Can the authors showcase empirically how these priors would impact regression performance (in classical regression)?
During the rebuttal period, we applied DKL, NGGP and GSFP to vanilla regression UCI datasets Boston, Concrete, Energy, Kin8nm, Naval, Power Plant, Protein, Wine and Yacht. Please see response to Reviewer sKy9 for results and discussion. These results will appear in the updated submission.
Additional references
Stimper, V., Schölkopf, B. & Miguel Hernandez-Lobato, J.. (2022).
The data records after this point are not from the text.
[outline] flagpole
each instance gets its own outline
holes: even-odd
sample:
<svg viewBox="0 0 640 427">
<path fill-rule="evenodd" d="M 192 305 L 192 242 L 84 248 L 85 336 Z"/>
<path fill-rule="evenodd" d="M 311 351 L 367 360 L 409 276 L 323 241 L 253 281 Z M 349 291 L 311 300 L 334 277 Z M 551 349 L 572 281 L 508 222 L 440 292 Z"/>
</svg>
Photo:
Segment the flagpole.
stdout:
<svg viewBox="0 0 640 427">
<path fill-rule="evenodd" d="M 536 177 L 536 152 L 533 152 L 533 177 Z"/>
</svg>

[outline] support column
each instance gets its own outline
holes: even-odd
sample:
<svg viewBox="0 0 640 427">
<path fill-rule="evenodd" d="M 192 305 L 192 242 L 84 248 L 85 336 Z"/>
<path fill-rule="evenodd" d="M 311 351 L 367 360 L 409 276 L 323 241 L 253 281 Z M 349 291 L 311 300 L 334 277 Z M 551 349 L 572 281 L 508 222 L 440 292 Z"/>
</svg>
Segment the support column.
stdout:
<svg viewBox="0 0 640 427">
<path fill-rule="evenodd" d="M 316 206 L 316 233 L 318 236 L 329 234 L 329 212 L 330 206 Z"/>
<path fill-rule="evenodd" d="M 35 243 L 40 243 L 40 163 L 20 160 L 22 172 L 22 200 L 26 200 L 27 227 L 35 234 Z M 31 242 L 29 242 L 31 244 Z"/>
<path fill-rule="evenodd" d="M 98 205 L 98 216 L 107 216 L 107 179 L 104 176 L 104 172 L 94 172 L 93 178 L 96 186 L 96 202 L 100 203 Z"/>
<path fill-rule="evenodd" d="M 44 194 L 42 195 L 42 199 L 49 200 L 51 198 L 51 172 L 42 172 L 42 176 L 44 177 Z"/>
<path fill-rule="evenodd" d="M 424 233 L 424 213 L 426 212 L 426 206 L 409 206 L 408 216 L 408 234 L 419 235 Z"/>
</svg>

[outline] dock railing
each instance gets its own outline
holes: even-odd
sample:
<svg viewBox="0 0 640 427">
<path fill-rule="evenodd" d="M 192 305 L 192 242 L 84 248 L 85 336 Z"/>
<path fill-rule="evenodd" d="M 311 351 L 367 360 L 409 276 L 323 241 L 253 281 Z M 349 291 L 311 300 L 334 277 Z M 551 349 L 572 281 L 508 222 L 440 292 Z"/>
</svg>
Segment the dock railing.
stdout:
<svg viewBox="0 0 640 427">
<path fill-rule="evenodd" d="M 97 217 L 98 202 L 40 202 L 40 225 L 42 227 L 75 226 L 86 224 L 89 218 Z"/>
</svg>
Resampling Base Distributions of Normalizing Flows. AISTATS
Papamakarios, G., Nalisnick, E., Rezende, D. J., Mohamed, S., & Lakshminarayanan, B. (2021). Normalizing flows for probabilistic modeling and inference. JMLR
I thank the authors for the detailed discussion on the raised concerns by me and other reviewers.
Additionally, I appreciate the new UCI dataset experiments.
Please include all in the updated manuscript.
Thanks for your update and for helping us to improve the paper. We will be sure to include the new UCI experiments and the other promised improvements in our updated manuscript.
Reviewers find this paper to be strong, especially the fact that its results are novel (Reviewer 2rpL, Reviewer sKy9), generalize fundamental classes of models such as mixture models (Reviewer Z38J), and that the paper is well-written with good visuals (Reviewer sKy9), and comprehensive experimental results (Reviewer 7C3F). The main weakness raised is by Reviewer 7C3F, who notes that the paper lacks a clear problem statement: I think one can view this as more of a property of the work's nature, than a weakness. Specifically, this paper is not about solving a specific problem, but rather about introducing and developing a novel general-purpose technique that can be used in many problems. In such a paper, it is important to develop the components of the technique to an adequate standard, which is exactly what the paper does in the form of deriving the key formulas for marginal likelihoods and other quantities of interest, and noting the key properties that a reader might be interested in using. There is great precedent for papers like this ending up useful and impactful over the long run, potentially in ways the authors could not have initially considered, as fundamental research in new model classes creates new kinds of tools for people to use in various ways. As consequence, I am convinced that while Reviewer 7C3F presents this as a weakness, it could simultaneously have been presented as a strength under different framing.
Given these points, and on basis of reviewer consensus, I recommend acceptance.